「狭心症」と「心筋梗塞」、同じ心臓の血管トラブルは何が違うの?
回答:壊死してしまうかどうか
「狭心症」と「心筋梗塞」はどちらも、心臓の血管に起こるトラブルです。心臓へ血液を送る血管が狭くなったり詰まったりすることで、心臓が酸素不足に陥り、正常に働かなくなってしまいます。
違いは、心臓の組織が壊死してしまうかどうかです。
「狭心症」では、一時的に血管が狭くなるものの、しばらく安静にしたり『ニトロペン(一般名:ニトログリセリン)』など血管を広げる薬を飲んだりすると元に戻るため、心臓の組織が死んでしまうことはありません。

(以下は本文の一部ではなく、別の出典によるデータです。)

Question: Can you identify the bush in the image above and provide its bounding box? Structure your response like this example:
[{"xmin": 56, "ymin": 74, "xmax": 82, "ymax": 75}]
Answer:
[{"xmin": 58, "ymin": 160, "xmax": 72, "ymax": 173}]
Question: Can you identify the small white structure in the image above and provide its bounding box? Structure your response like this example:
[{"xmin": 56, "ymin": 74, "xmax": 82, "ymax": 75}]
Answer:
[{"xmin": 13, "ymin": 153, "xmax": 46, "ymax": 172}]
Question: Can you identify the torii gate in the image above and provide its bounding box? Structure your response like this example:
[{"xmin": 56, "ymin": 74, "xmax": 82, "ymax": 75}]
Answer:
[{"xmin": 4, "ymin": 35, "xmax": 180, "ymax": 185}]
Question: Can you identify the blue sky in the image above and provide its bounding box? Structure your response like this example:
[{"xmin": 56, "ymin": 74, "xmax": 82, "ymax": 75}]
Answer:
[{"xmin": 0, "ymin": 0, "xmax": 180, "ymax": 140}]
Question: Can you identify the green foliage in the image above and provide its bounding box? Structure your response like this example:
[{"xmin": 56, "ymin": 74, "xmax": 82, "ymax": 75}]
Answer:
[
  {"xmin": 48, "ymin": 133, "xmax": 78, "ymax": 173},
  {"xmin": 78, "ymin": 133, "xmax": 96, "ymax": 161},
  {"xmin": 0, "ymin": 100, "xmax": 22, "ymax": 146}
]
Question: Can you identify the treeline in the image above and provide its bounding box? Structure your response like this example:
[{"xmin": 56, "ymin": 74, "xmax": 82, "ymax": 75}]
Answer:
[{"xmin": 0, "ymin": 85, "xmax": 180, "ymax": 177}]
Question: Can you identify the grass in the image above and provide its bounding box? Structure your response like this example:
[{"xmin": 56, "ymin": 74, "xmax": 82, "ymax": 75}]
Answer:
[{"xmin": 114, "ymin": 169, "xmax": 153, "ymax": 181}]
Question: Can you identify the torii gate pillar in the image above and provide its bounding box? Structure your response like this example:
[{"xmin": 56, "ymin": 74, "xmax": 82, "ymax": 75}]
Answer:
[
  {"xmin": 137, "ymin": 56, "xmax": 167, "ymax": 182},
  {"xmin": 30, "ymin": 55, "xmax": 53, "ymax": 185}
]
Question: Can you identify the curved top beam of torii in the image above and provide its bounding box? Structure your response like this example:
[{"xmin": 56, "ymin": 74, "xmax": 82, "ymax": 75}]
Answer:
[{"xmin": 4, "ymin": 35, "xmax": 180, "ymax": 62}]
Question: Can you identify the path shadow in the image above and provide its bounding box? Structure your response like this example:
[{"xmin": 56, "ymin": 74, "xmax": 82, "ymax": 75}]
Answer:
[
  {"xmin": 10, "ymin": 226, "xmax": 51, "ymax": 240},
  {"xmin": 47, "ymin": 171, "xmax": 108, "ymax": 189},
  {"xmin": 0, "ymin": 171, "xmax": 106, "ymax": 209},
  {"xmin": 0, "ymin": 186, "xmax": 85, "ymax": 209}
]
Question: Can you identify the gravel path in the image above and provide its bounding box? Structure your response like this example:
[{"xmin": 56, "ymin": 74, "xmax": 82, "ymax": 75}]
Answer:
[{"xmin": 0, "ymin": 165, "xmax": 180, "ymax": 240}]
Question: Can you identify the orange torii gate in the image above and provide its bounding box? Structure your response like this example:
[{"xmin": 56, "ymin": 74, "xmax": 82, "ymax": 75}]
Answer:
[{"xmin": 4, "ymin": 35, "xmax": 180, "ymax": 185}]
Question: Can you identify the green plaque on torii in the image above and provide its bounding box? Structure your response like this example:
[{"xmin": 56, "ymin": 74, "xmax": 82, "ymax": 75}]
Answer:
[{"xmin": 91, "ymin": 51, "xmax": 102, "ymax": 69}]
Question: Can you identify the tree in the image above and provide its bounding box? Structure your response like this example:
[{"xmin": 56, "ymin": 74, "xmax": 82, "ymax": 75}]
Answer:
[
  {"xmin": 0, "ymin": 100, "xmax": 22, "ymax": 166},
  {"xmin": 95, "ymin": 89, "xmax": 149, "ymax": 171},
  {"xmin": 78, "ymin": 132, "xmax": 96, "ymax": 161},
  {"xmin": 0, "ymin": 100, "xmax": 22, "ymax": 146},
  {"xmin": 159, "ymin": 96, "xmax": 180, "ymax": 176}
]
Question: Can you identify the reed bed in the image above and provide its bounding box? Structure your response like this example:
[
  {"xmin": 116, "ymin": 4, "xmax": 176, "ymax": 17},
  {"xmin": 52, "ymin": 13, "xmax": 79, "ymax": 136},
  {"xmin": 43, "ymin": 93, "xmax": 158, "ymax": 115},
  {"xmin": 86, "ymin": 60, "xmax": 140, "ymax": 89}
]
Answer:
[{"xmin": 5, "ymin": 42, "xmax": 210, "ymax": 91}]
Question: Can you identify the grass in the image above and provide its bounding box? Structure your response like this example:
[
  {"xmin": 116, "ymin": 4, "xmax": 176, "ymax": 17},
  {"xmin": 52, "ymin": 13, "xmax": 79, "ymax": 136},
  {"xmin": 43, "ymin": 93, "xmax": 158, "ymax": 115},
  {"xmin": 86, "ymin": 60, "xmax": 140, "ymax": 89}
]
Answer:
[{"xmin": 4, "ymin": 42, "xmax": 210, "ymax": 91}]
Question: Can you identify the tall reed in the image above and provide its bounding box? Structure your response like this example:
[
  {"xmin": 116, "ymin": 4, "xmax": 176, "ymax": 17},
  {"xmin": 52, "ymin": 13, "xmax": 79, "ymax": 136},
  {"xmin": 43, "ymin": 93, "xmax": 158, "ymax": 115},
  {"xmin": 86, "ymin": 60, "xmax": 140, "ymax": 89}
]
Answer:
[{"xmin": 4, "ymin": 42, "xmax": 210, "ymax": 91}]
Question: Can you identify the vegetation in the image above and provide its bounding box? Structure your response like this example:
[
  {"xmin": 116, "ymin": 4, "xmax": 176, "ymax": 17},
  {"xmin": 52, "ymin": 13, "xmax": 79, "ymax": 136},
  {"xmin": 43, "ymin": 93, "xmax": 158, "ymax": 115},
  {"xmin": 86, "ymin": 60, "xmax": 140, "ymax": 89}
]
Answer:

しかし、「心筋梗塞」では血管が完全に閉塞してしまい、自然には復旧しないため、そこから先の心臓組織は壊死してしまいます。
「狭心症」と「心筋梗塞」の違いは、医療従事者や学生がどの程度、循環器系の病態を理解しているのか?を推し量るキラークエスチョンの定番です。
「狭心症」と「心筋梗塞」の痛み方の違い
「狭心症」と「心筋梗塞」はどちらも「胸の痛み」を最初に感じることが多い傾向にあります。・狭心症
胸だけが、締め付けるように、圧迫されるように痛み、1~3分程度の波があり、動悸や息切れを感じる
・心筋梗塞
胸を中心に、肩や腕、背中と広範囲に激しい痛みやだるさ、痺れを感じ、それが30分以上続きます。その際、息苦しさや冷や汗、悪寒、発熱、脈の乱れを感じる
ただし、痛みの感じ方は人によって個人差があり、胸ではなく肩や背中の痛みとして感じることもあります。特徴的な痛み方と異なるからといって安心することはできません。
薬剤師としてのアドバイス:気になる胸の痛みは、病院へ
「狭心症」は、一時的に血管が狭くなるだけですが、当然、その際には心臓に負担もかかりますし、胸に痛みも感じます。軽い「狭心症」はすぐに治まるとは言え、いつ完全に詰まってしまうかわかりませんので、早めに治療を開始することをお勧めします。
なお、更年期の女性では『ニトロペン』が効きにくく、カテーテル検査でもわかりづらい「微小血管狭心症」という狭心症を起こすこともあります。
こういった特殊な狭心症の場合もあるため、胸の痛みが気になる場合は病院で精密検査を受けるようにしてください。
~注意事項~
◆用法用量はかかりつけの主治医・薬剤師の指示を必ずお守りください。
◆ここに記載されていることは「原則」であり、治療には各々の環境や状況により「例外」が存在します。